When the economy grows, exactly what is it that is getting bigger?  How big is it now?  How big could it possibly get?  How big should it be?  I had expected that these fundamental questions would be addressed in the first few pages of any economic text – but alas, that's not the case.

It seems that one thing that gets bigger is GDP – the annual flow of goods and services in the market.  Goods are produced using natural resources and energy, and then they are purchased, used and eventually discarded or recycled.  Services are purchased and used straight away.  So there is no accumulation of assets over the longer term – and the prosperity that GDP purports to represent is in fact, just ever-increasing levels of production and consumption.  

It seems to be a cash flow measure with no Profit-and-Loss or Balance Sheet.

And this model upon which our well-being is balanced seems to assume that natural resources and energy are in unlimited supply, and that waste products and pollution are at no cost to us once outside of the economic system.  Logically there must be a point where an ever-growing economy overwhelms and destroys an ever-diminishing ecosystem on which it relies.  We must eventually run out of productive farmland, non-renewable energy, a myriad of other natural resources and accumulate sufficient waste and pollution to make the environment unsustainable.  Where is that point and how far away is it?  It seems to me that we’re going to find out the hard way!  GDP does not separate costs from benefits, so there is no way that we can tell when the cost of growth exceeds the benefits derived.

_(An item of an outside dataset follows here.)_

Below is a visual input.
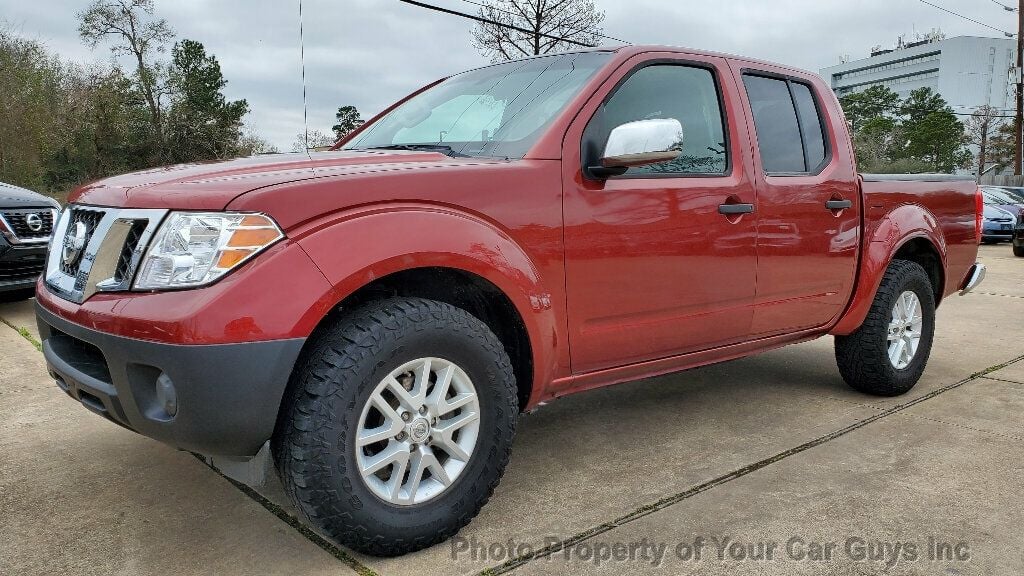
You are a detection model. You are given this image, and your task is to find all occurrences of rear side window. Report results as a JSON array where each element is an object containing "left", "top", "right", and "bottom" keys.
[{"left": 742, "top": 74, "right": 829, "bottom": 174}]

Some writers claim that there is much evidence that some countries have already passed the break-even point and entered an era of uneconomic growth – which means that further growth is actually making them poorer, not richer.  If I was running a country I would want to know how we were tracking towards that point, and what we planned to do before we reached it.  But we can't even agree on whether or not there should be a carbon tax, or indeed if there is actually any problem at all!  And if a carbon trading scheme does eventually get up, is it wise to hand it over to the same market forces that drive an ever-growing economy and an ever-growing carbon problem?

But then, I'm not an economist!

I have found books by highly experienced (and politically unbiased) people who identify the true causes and offer well-considered solutions for implementation at the political level.  They don’t however offer hope on how we find the political will to do what is necessary instead of what is politically expedient.

The book that left me with the greatest hope for creating a sustainable future, that is grounded in the political realities of today is “Prosperity Without Growth” by Tim Jackson, published 2009 by Earthscan.  If you want to read just one book on the subject, I recommend this one.

The good news is that general solutions have already been thought through by highly experienced experts and many more precise solutions can be evolved as we progress.  There is no doubt that we must transition to a whole new economic model, with enormous ramifications for our current way of life.  The consequences of doing nothing are an inevitable disaster.  The core problem is that no politician has yet dared to ask those simple questions publicly – that would be questioning the matrix!

So what can we do as ordinary citizens?  It seems to me that we can publicly ask those simple questions of our politicians at all levels – and demand the simple answers (which they will not be able to provide). 
  • When the economy grows, exactly what is it that is getting bigger? 
  • How big is it now? 
  • How big could it possibly get?
  • How big should it be?
Remember, if you can't understand their answer, then they have a problem – not you!  When enough politicians start asking the same questions…


So why not ask someone new every day?